Fig. 5. CNTNAP2-dependent cell types and the specific processes in which they are involved in CNTNAP2-deficient ASD patient-derived brain organoids.

a UMAP visualization of the 5 representative cell types identified in the forebrain organoid DPal cells. See color legend for the cell type assignment. b Heatmap showing the significance of cellular processes enriched with DEPs, DEGs, and cell-type-specific DEGs identified in the mouse proteome results, ASD patient integration results, and ASD organoid results. c Expression of CNTNAP2 in ASD and healthy organoid DPal cells. d Dot plot showing cell-type-specific CNTNAP2 expression. The dot size and color represent the proportion of CNTNAP2-expressing cells and average CNTNAP2 expression per cell-type cluster, respectively. e Functional protein association network of genes shown in both Cntnap2 KO DEP and Ex-specific DEG. The node color represents the expressional difference between ASD and healthy organoids in Ex cells. The edge thickness represents the STRING interaction score.

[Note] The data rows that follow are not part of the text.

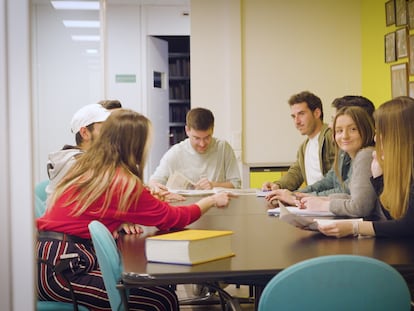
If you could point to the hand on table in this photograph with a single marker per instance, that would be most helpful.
(128, 228)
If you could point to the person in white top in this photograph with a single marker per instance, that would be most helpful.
(201, 159)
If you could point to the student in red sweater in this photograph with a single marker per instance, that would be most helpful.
(105, 184)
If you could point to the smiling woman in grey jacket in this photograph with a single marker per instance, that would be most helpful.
(346, 193)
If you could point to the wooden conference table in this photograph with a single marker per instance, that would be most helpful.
(263, 245)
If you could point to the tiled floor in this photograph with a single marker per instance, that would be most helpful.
(186, 291)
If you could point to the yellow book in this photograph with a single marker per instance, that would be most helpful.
(189, 246)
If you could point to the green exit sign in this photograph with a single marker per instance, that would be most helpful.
(125, 78)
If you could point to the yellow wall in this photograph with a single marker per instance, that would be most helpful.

Fig. 6. Cntnap2-associated ASD molecular network models.

Molecular network models describing alterations in a myelin sheath and mitochondrial network, b synapses, and c neuron projections in the CNTNAP2-associated ASD PFC. Node shapes represent types of molecules. The molecules showing a significant expressional difference in mouse and human ASD subjects are displayed as larger nodes. The center and boundary colors of a node represent the expressional difference in the ASD mouse and ASD organoid Ex cells compared to their corresponding controls, respectively. Line types indicate types of regulation. Thin gray lines represent the curated protein-protein interaction.